1

Here's the regex that I'm using for hashtag extraction

def extract_hashtags
       hashtag_regex = /\B#(\w+)/i
       text_hashtags = content.scan(hashtag_regex)
       text_hashtags.each do |tag|
         hashtags.create hashtags: tag
       end
     end

Using /\B#(\w+)/i, leaves this in the front of the data

For example, the extraction should be "abcd", but it is saved as "--- - abcd"

What should the regex be change to in order to extract just the #abcd?

If the post content (where the hashtag is extracted) is something like "Hello stackoverflow #stackoverflow", it gets saved into the database as "-- - stackoverflow"

user2159586
  • 203
  • 5
  • 16

2 Answers2

4
test = "Hello stackoverflow #stackoverflow"
test.scan( /\B#(\w+)/i )
 => [["stackoverflow"]]

I suspect you are storing the array ["stackoverflow"], and from the resulting string, is your storage using YAML to handle structured data?

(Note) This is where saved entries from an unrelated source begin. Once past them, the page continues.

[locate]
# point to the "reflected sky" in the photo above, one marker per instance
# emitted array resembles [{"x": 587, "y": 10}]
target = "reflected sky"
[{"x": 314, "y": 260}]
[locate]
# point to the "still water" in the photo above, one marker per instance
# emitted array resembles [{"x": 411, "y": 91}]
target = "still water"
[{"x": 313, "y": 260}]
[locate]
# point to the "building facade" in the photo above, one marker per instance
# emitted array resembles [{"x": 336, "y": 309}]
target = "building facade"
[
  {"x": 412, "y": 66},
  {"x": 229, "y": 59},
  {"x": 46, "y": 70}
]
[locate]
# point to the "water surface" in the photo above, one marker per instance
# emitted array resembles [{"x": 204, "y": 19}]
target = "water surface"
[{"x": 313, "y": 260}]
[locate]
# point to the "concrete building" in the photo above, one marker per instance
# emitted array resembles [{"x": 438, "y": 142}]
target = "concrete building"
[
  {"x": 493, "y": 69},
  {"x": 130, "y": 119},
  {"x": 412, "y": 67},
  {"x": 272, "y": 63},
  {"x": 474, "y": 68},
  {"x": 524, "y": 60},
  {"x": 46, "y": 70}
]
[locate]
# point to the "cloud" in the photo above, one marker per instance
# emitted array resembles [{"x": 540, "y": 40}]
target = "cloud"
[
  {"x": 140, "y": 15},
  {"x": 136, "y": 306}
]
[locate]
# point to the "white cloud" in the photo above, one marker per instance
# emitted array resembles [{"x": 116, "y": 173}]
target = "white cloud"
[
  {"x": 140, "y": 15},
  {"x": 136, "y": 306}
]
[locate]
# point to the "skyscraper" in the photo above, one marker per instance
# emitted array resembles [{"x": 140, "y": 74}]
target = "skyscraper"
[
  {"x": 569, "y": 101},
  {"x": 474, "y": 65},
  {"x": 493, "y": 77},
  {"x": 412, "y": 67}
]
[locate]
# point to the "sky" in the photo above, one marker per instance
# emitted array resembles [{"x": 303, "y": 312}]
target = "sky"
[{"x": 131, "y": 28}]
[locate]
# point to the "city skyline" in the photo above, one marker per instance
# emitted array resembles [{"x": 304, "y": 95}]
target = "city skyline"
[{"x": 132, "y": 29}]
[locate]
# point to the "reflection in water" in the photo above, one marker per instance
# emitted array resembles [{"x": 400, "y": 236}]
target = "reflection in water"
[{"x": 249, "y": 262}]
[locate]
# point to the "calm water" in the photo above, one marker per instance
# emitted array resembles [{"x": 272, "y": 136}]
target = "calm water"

I think you just want to alter the create line:

text_hashtags.each do |tag|
  hashtags.create hashtags: tag[0]
end
Neil Slater
  • 26,512
  • 6
  • 76
  • 94
2

The "--- -" is prepended by the database layer of Rails when converting the array to YAML. "---" is the YAML prefix, and "-" indicates the first element of the array.

When you read it back from the database, Rails will do the inverse transformation: it will rebuild the original array, and remove the dashes.

pts
  • 80,836
  • 20
  • 110
  • 183